Les administrateurs gèrent les activités commerciales et les affaires internes d’une société ou en surveillent la gestion,[1] sous réserve des dispositions de toute convention unanime des actionnaires qui peuvent restreindre, en tout ou en partie, les pouvoirs des administrateurs.[2]

Au moment de réaliser un investissement ou d’accroître leur participation dans une société, des options s’offrent aux investisseurs en ce qui a trait aux droits de gouvernance : a) chercher à obtenir le droit spécifique de désigner un ou plusieurs administrateurs; b) demander le droit de désigner un observateur au conseil d’administration, qui aurait idéalement accès à toutes les informations transmises aux administrateurs; c) négocier des « droits de veto », à savoir une liste de décisions importantes ou fondamentales qui peuvent nécessiter le consentement d’actionnaires représentant un certain pourcentage minimal des actionnaires. La pratique consiste souvent en une combinaison de ces éléments, en fonction de la participation minoritaire ou majoritaire de l’investisseur dans la société. Une autre option à la disposition des actionnaires consiste à restreindre tous les pouvoirs des administrateurs, ce qui est le plus souvent utilisé par une société mère pour ses filiales à part entière, afin de simplifier la prise de décisions au sein d’un groupe.[3]

Toutefois, le fait d’exiger que les décisions fondamentales soient soumises à l’approbation des actionnaires peut entrainer le transfert aux actionnaires des responsabilités et des obligations des administrateurs,[4] ce qui ne correspond pas forcément à l’intention des parties. En outre, les obligations et les responsabilités d’un administrateur désigné envers la société peuvent générer des tensions entre l’actionnaire qui l’a désigné et la société.

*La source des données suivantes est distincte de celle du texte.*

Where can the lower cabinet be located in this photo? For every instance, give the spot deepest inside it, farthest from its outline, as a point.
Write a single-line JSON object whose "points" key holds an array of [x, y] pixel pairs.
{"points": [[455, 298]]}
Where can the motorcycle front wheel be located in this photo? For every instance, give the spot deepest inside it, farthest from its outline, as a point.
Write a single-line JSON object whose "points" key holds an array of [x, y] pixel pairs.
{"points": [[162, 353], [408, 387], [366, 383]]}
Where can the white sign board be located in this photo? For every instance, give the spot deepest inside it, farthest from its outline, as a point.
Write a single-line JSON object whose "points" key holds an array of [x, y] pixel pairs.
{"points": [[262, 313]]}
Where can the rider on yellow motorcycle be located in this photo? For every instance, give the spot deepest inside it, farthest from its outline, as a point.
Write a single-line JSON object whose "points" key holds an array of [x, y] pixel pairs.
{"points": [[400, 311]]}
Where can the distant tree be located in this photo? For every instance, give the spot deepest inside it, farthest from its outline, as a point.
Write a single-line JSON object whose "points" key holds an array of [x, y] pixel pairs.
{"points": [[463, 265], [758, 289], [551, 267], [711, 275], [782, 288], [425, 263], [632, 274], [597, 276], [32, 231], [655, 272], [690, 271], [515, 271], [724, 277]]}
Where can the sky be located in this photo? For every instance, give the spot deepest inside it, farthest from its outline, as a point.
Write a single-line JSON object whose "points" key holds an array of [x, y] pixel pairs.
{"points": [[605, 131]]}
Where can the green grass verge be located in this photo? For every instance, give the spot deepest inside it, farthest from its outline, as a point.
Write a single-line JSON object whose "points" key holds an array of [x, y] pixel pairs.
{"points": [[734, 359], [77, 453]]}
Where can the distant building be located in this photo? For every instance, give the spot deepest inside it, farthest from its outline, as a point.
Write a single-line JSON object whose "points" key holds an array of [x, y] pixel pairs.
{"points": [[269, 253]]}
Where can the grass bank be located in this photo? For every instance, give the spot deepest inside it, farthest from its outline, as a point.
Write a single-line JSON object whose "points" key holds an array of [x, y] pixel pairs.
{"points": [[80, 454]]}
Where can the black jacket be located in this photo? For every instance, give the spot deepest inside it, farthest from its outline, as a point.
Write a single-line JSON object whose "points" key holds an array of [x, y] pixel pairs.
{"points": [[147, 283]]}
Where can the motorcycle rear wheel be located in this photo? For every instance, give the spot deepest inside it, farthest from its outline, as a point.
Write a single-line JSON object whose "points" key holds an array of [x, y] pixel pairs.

Transfert des responsabilités et des obligations aux actionnaires

Dans l’éventualité où la convention unanime des actionnaires limitent tous les pouvoirs des administrateurs, les actionnaires seront considérés comme des administrateurs de facto et auront assumé tous les devoirs, les responsabilités et les obligations des administrateurs, avec pour corollaire que tout administrateur en fonction sera libéré de ces devoirs, responsabilités et obligations.[5] Les administrateurs ont une obligation fiduciaire envers la société, alors que les actionnaires n’en ont pas. Inversement, en raison d’une convention unanime des actionnaires qui restreint les pouvoirs des administrateurs, les actionnaires doivent changer leur mode de décision et agir dans l’intérêt de la société.[6]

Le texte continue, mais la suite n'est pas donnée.